Véronica : Antonia Maria, rapproche-toi du jardin pour y cueillir les condiments que nous utiliserons pour la cuisson et découpe-les. Dans l'intervalle, je vais apprêter les compléments.

Antonia Maria : Maman avait aménagé un petit jardin derrière sa cuisine, c'était une pratique courante dans notre contrée, on l'a d'ailleurs perpétuée au fil des générations. Ledit jardin était dédié à la culture des condiments, épices et tomates. On en trouvait de tous ordres. Je m'y rendis tout devoir cessant et pris le nécessaire. Je savais exactement ce dont-on avait besoin, relativement au plat à apprêter. Plusieurs années durant, on se regroupait systématiquement autour de maman lorsqu'elle faisait la cuisine, pour apprendre, pour nous approprier ses bonnes recettes. C'était d'ailleurs un exercice obligatoire, il fallait bénéficier d'une dérogation spéciale pour s'y soustraire. Seule une autre sollicitation éminemment importante pouvait nous-y dispenser. Toutes choses qui nous avaient façonnées, édifiées, dotées d'arguments et armes nécessaires pour nous exprimer dans le domaine culinaire avec autorité. Cette étape franchie, je m'employai immédiatement au nettoyage du gibier et le dépéça.

Véronica : Tu conviens avec moi que lorsqu'on s'y met ensemble, on va plus vite. Une heure ou tout au plus, une heure et demie suffira à nous libérer de cette responsabilité. Pendant que j'assaisonne la viande, rajoute du bois au feu et attise-le, pour que le complément cuise rapidement. On en aura pas pour plus de vingt minutes pour que la sauce soit prête, alors je pourrai aller fouetter mes autres chats.

ANTONIA MARIA: Maman, je comprends maintenant pourquoi tu veilles toujours à ce que le bois soit fendu et qu'on en ait toujours en réserve, bien que les aînés réchignent la plupart de temps à se coller à cette tâche, pourtant typiquement masculine de mon point de vue, ça nous facilite la tâche à la cuisine. Ç'aurait été très laborieux s'il avait fallu commencer par fendre le bois avant de faire le feu. C'est véritablement indiqué d'avoir du prêt à consommer, c'est très astucieux.
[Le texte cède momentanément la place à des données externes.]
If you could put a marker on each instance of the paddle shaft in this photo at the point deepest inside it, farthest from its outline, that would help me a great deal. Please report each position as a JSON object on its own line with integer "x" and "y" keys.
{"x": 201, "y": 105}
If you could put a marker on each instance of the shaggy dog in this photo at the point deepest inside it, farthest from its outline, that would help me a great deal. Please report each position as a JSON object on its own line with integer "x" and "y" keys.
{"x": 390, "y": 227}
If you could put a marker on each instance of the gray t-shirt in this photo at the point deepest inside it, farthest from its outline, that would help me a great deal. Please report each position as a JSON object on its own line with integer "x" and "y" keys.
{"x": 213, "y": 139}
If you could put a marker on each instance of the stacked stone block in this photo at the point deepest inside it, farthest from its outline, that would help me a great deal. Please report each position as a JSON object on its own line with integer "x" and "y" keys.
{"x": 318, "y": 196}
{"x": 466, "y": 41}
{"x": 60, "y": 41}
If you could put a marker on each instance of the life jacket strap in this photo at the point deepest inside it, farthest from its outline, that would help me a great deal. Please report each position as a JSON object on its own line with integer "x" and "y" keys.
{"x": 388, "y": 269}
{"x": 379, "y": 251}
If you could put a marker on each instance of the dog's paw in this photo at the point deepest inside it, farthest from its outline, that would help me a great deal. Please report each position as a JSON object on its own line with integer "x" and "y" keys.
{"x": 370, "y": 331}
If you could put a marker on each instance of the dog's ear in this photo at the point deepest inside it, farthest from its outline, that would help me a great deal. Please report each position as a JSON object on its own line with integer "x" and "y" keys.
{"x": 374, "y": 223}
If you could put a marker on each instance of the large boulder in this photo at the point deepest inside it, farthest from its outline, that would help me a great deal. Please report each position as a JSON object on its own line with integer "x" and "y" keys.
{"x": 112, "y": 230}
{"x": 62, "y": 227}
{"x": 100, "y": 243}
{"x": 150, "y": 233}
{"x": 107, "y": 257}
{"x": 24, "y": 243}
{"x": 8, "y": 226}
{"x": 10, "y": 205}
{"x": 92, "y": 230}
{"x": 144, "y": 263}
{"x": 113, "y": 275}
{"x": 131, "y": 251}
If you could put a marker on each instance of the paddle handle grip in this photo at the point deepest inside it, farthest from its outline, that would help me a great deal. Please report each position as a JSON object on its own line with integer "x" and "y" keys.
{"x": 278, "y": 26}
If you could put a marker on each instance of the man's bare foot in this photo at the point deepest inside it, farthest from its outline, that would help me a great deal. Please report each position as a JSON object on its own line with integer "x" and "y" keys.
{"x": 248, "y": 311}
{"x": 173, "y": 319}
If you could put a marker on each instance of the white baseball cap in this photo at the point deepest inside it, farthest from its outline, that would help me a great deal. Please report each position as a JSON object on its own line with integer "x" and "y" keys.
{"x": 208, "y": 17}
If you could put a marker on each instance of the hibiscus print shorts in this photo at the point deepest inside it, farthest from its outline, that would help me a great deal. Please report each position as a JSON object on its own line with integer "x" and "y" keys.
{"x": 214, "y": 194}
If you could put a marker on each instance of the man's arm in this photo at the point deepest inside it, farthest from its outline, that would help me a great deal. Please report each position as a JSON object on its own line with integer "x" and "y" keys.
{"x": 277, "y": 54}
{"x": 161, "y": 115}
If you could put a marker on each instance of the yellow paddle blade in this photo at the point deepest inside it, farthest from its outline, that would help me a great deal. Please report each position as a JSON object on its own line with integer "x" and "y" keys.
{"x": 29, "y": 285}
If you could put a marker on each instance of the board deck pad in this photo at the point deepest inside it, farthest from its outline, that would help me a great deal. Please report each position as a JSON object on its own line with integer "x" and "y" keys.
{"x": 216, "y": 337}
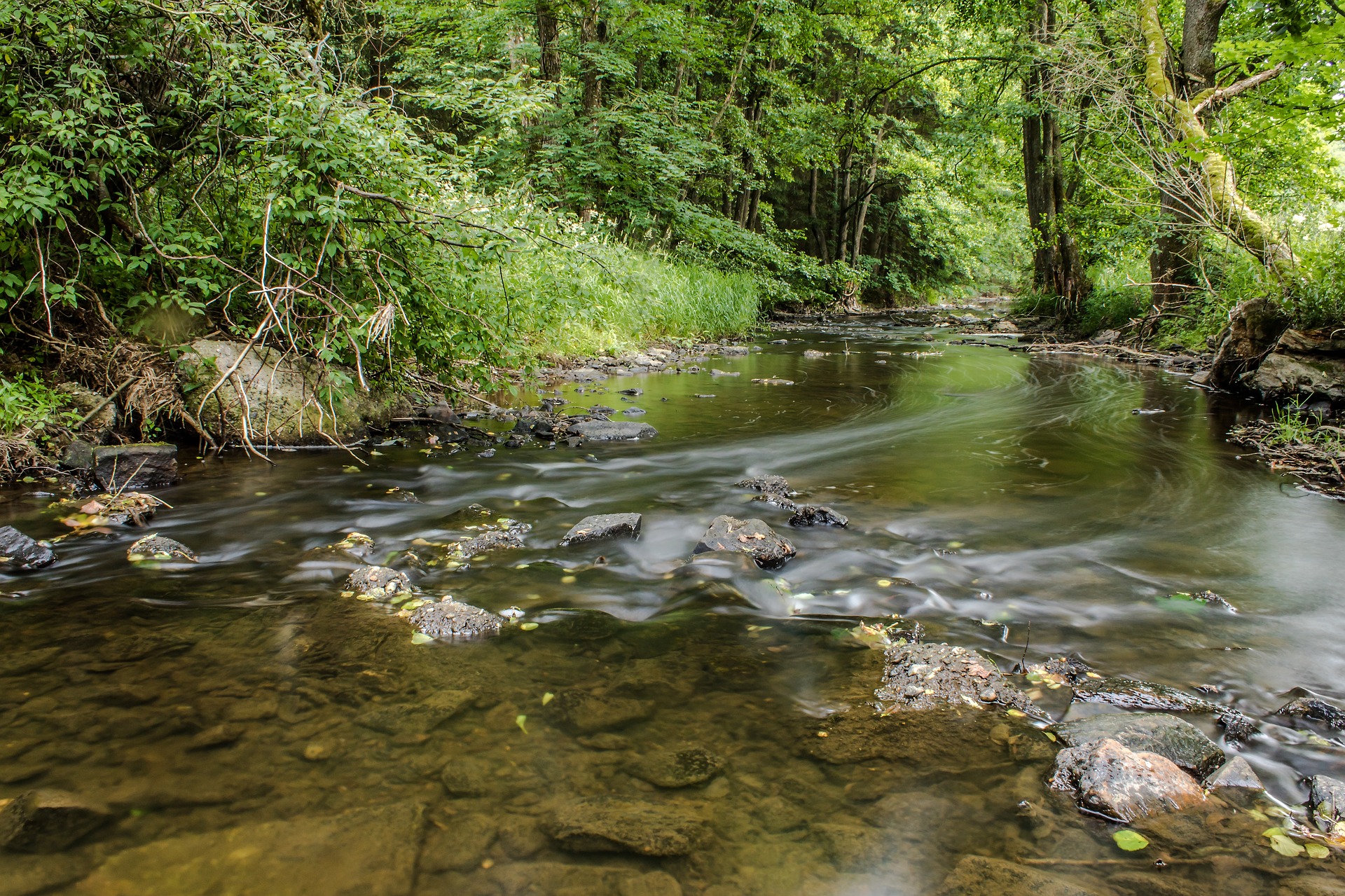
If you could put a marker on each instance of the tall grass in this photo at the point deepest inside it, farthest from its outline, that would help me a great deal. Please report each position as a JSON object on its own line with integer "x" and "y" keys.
{"x": 605, "y": 298}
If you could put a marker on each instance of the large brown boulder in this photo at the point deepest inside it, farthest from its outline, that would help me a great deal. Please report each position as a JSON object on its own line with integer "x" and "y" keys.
{"x": 1122, "y": 783}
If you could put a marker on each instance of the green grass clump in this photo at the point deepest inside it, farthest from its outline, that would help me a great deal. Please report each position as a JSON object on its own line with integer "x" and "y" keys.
{"x": 27, "y": 406}
{"x": 605, "y": 298}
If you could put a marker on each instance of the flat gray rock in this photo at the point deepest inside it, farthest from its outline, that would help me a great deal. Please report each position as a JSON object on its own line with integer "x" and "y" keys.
{"x": 365, "y": 850}
{"x": 1172, "y": 738}
{"x": 751, "y": 537}
{"x": 20, "y": 553}
{"x": 612, "y": 429}
{"x": 455, "y": 621}
{"x": 1236, "y": 773}
{"x": 934, "y": 676}
{"x": 603, "y": 526}
{"x": 49, "y": 821}
{"x": 621, "y": 825}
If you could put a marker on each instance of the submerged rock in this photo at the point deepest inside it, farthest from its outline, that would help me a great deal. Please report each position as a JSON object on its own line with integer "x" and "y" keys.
{"x": 1175, "y": 739}
{"x": 509, "y": 536}
{"x": 612, "y": 431}
{"x": 1327, "y": 801}
{"x": 19, "y": 553}
{"x": 283, "y": 399}
{"x": 365, "y": 850}
{"x": 678, "y": 767}
{"x": 580, "y": 712}
{"x": 160, "y": 548}
{"x": 1130, "y": 693}
{"x": 1314, "y": 710}
{"x": 818, "y": 516}
{"x": 377, "y": 583}
{"x": 751, "y": 537}
{"x": 982, "y": 876}
{"x": 140, "y": 466}
{"x": 49, "y": 821}
{"x": 768, "y": 485}
{"x": 1109, "y": 778}
{"x": 621, "y": 825}
{"x": 603, "y": 526}
{"x": 454, "y": 621}
{"x": 1238, "y": 774}
{"x": 934, "y": 676}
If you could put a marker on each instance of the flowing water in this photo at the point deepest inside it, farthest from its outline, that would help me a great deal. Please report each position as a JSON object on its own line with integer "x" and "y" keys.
{"x": 229, "y": 710}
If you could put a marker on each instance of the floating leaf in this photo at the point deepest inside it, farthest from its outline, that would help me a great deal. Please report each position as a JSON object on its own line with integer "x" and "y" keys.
{"x": 1130, "y": 841}
{"x": 1286, "y": 846}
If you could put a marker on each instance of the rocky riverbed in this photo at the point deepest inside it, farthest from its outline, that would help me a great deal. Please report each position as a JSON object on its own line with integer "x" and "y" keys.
{"x": 998, "y": 635}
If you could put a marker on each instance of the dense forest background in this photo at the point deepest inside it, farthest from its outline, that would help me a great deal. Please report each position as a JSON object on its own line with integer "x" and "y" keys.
{"x": 451, "y": 186}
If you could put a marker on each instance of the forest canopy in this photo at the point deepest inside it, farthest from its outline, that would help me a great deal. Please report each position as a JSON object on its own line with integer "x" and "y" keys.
{"x": 469, "y": 185}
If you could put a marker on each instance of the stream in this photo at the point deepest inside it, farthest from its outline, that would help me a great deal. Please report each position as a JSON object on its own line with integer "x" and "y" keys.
{"x": 1024, "y": 506}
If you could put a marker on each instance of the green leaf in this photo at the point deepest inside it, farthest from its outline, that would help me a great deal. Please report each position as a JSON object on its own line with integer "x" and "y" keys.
{"x": 1130, "y": 841}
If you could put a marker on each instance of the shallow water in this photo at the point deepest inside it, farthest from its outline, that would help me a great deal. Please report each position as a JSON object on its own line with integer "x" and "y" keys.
{"x": 995, "y": 498}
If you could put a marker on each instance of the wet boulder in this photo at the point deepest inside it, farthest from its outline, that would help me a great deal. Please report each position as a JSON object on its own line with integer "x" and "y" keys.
{"x": 162, "y": 549}
{"x": 140, "y": 466}
{"x": 580, "y": 712}
{"x": 510, "y": 535}
{"x": 621, "y": 825}
{"x": 454, "y": 621}
{"x": 19, "y": 553}
{"x": 935, "y": 676}
{"x": 1314, "y": 710}
{"x": 1236, "y": 774}
{"x": 1175, "y": 739}
{"x": 1253, "y": 330}
{"x": 377, "y": 583}
{"x": 612, "y": 431}
{"x": 1327, "y": 801}
{"x": 603, "y": 526}
{"x": 1304, "y": 365}
{"x": 818, "y": 516}
{"x": 677, "y": 767}
{"x": 1109, "y": 778}
{"x": 1130, "y": 693}
{"x": 49, "y": 821}
{"x": 768, "y": 485}
{"x": 751, "y": 537}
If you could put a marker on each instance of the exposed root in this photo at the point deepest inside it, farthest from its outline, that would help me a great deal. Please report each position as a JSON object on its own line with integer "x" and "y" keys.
{"x": 1314, "y": 460}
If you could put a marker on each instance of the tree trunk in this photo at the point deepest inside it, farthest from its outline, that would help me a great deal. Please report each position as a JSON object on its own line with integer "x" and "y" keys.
{"x": 1199, "y": 33}
{"x": 548, "y": 39}
{"x": 1058, "y": 270}
{"x": 1218, "y": 182}
{"x": 588, "y": 67}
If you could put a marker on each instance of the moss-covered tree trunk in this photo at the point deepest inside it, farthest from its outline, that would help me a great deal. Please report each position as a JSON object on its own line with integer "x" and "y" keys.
{"x": 1058, "y": 270}
{"x": 1218, "y": 185}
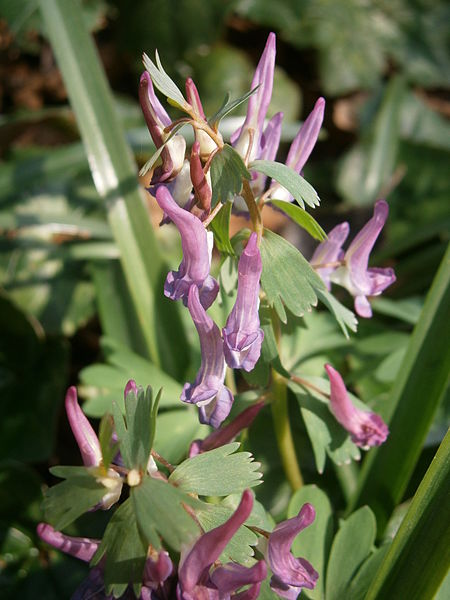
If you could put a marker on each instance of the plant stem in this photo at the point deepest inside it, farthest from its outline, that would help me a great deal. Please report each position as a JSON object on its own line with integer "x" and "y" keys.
{"x": 283, "y": 431}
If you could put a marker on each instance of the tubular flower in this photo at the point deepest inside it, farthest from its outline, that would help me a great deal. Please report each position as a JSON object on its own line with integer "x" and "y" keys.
{"x": 290, "y": 574}
{"x": 207, "y": 145}
{"x": 366, "y": 428}
{"x": 242, "y": 335}
{"x": 354, "y": 273}
{"x": 226, "y": 434}
{"x": 247, "y": 139}
{"x": 157, "y": 120}
{"x": 301, "y": 147}
{"x": 200, "y": 181}
{"x": 197, "y": 249}
{"x": 208, "y": 391}
{"x": 194, "y": 579}
{"x": 90, "y": 450}
{"x": 82, "y": 548}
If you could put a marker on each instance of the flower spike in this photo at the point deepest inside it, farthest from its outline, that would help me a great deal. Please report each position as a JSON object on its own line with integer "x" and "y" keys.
{"x": 290, "y": 574}
{"x": 366, "y": 428}
{"x": 157, "y": 120}
{"x": 242, "y": 335}
{"x": 197, "y": 249}
{"x": 258, "y": 104}
{"x": 193, "y": 575}
{"x": 208, "y": 391}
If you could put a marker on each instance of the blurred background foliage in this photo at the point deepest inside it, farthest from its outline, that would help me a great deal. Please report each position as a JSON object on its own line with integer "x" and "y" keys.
{"x": 384, "y": 70}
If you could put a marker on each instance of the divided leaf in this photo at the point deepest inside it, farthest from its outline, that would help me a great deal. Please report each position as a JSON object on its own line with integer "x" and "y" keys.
{"x": 228, "y": 106}
{"x": 218, "y": 472}
{"x": 125, "y": 552}
{"x": 295, "y": 184}
{"x": 66, "y": 501}
{"x": 239, "y": 548}
{"x": 136, "y": 429}
{"x": 220, "y": 226}
{"x": 160, "y": 513}
{"x": 227, "y": 171}
{"x": 314, "y": 542}
{"x": 287, "y": 277}
{"x": 345, "y": 317}
{"x": 351, "y": 546}
{"x": 302, "y": 218}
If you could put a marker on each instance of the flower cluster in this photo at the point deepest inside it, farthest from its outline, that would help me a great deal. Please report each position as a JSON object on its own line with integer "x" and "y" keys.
{"x": 200, "y": 572}
{"x": 350, "y": 269}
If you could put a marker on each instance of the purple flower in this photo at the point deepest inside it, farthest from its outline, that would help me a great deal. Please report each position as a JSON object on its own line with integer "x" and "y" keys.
{"x": 82, "y": 548}
{"x": 354, "y": 273}
{"x": 290, "y": 574}
{"x": 366, "y": 428}
{"x": 242, "y": 335}
{"x": 301, "y": 147}
{"x": 157, "y": 120}
{"x": 201, "y": 182}
{"x": 227, "y": 433}
{"x": 197, "y": 249}
{"x": 194, "y": 579}
{"x": 329, "y": 253}
{"x": 208, "y": 391}
{"x": 90, "y": 451}
{"x": 359, "y": 280}
{"x": 247, "y": 139}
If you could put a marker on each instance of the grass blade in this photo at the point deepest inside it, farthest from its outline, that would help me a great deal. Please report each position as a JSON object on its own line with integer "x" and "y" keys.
{"x": 415, "y": 397}
{"x": 417, "y": 562}
{"x": 115, "y": 178}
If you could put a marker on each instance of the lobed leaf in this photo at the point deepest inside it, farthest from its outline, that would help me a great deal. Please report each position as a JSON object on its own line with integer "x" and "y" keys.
{"x": 302, "y": 218}
{"x": 160, "y": 513}
{"x": 295, "y": 184}
{"x": 287, "y": 279}
{"x": 125, "y": 551}
{"x": 227, "y": 171}
{"x": 218, "y": 472}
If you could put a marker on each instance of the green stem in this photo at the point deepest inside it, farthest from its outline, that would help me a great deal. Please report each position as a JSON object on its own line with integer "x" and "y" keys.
{"x": 283, "y": 431}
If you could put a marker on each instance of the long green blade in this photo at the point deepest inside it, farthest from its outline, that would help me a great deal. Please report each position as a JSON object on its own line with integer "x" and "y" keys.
{"x": 421, "y": 384}
{"x": 418, "y": 560}
{"x": 115, "y": 178}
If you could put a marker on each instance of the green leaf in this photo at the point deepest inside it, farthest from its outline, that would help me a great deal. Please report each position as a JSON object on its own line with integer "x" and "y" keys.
{"x": 103, "y": 384}
{"x": 220, "y": 226}
{"x": 228, "y": 106}
{"x": 302, "y": 191}
{"x": 135, "y": 429}
{"x": 162, "y": 81}
{"x": 114, "y": 174}
{"x": 227, "y": 171}
{"x": 288, "y": 279}
{"x": 160, "y": 513}
{"x": 108, "y": 446}
{"x": 151, "y": 161}
{"x": 302, "y": 218}
{"x": 313, "y": 543}
{"x": 218, "y": 472}
{"x": 326, "y": 435}
{"x": 345, "y": 317}
{"x": 351, "y": 546}
{"x": 239, "y": 548}
{"x": 387, "y": 470}
{"x": 68, "y": 500}
{"x": 417, "y": 561}
{"x": 124, "y": 550}
{"x": 357, "y": 590}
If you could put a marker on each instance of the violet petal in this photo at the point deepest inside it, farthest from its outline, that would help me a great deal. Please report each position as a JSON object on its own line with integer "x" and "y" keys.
{"x": 366, "y": 428}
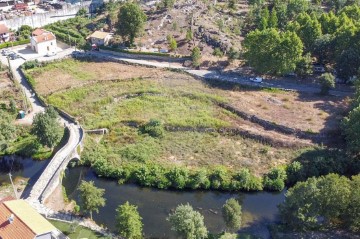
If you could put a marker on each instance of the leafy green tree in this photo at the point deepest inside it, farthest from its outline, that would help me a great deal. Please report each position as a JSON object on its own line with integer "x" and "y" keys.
{"x": 231, "y": 212}
{"x": 81, "y": 13}
{"x": 196, "y": 56}
{"x": 270, "y": 51}
{"x": 91, "y": 197}
{"x": 189, "y": 35}
{"x": 7, "y": 128}
{"x": 131, "y": 21}
{"x": 188, "y": 223}
{"x": 128, "y": 221}
{"x": 273, "y": 19}
{"x": 316, "y": 202}
{"x": 353, "y": 211}
{"x": 351, "y": 126}
{"x": 47, "y": 128}
{"x": 327, "y": 81}
{"x": 227, "y": 235}
{"x": 304, "y": 66}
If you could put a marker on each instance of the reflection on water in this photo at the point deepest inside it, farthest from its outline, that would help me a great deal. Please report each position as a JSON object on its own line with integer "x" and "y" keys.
{"x": 155, "y": 205}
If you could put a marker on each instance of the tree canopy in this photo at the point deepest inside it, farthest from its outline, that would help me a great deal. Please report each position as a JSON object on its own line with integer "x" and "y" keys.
{"x": 188, "y": 224}
{"x": 231, "y": 212}
{"x": 128, "y": 221}
{"x": 131, "y": 21}
{"x": 46, "y": 127}
{"x": 91, "y": 197}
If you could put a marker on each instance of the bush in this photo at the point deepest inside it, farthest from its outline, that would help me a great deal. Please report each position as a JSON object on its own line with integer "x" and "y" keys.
{"x": 154, "y": 128}
{"x": 275, "y": 180}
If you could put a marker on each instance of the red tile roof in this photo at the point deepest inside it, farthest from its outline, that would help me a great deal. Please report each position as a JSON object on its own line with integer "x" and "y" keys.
{"x": 4, "y": 29}
{"x": 15, "y": 230}
{"x": 46, "y": 36}
{"x": 38, "y": 31}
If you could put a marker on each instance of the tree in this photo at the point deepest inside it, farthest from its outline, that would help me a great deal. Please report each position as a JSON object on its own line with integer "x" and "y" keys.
{"x": 231, "y": 212}
{"x": 81, "y": 13}
{"x": 189, "y": 35}
{"x": 304, "y": 66}
{"x": 172, "y": 42}
{"x": 351, "y": 126}
{"x": 327, "y": 81}
{"x": 316, "y": 202}
{"x": 196, "y": 56}
{"x": 189, "y": 224}
{"x": 271, "y": 51}
{"x": 47, "y": 128}
{"x": 128, "y": 221}
{"x": 131, "y": 21}
{"x": 91, "y": 197}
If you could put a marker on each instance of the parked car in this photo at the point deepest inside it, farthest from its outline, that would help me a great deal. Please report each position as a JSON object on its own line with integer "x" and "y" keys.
{"x": 13, "y": 56}
{"x": 256, "y": 79}
{"x": 5, "y": 52}
{"x": 51, "y": 54}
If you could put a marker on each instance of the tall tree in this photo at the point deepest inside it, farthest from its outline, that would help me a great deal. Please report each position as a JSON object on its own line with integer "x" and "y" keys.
{"x": 91, "y": 197}
{"x": 188, "y": 224}
{"x": 196, "y": 57}
{"x": 273, "y": 52}
{"x": 128, "y": 221}
{"x": 47, "y": 128}
{"x": 131, "y": 21}
{"x": 231, "y": 212}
A titre personnel, je trouve cet exercice très rébutant, je ne m'y colle que lorsque j'y suis contrainte, lorsqu'il y a pas d'alternative possible. Elle nécessite une bonne posture au niveau de la condition physique.

Véronica : En toutes hypothèses, c'est un exercice qui tombent dans le champ des responsabilités des hommes. A cet égard, je partage entièrement ton avis. C'est en plus un bon exercice physique pour eux, qui, du reste, ont plus de force. Il est tout à fait normal, que les activités qui nécessitent une débauche d'énergie conséquente, soient effectuées par eux. Nous remplissons déjà notre part du contrat, en bravant parfois des sentiers sinueux de la forêt pour en chercher. Le transport pour le village est également une autre paire de manche. Plusieurs fois, je suis rentrée avec le dos en capilotade, en raison de la charge importante que je transportais dans ma hotte.

Antonia Maria: Ce qui est constant maman, c'est qu'on avance sans encombre dans notre office à la cuisine, lorsqu'on n'a pas à consacrer du temps à cette tâche énergivore et rébarbative.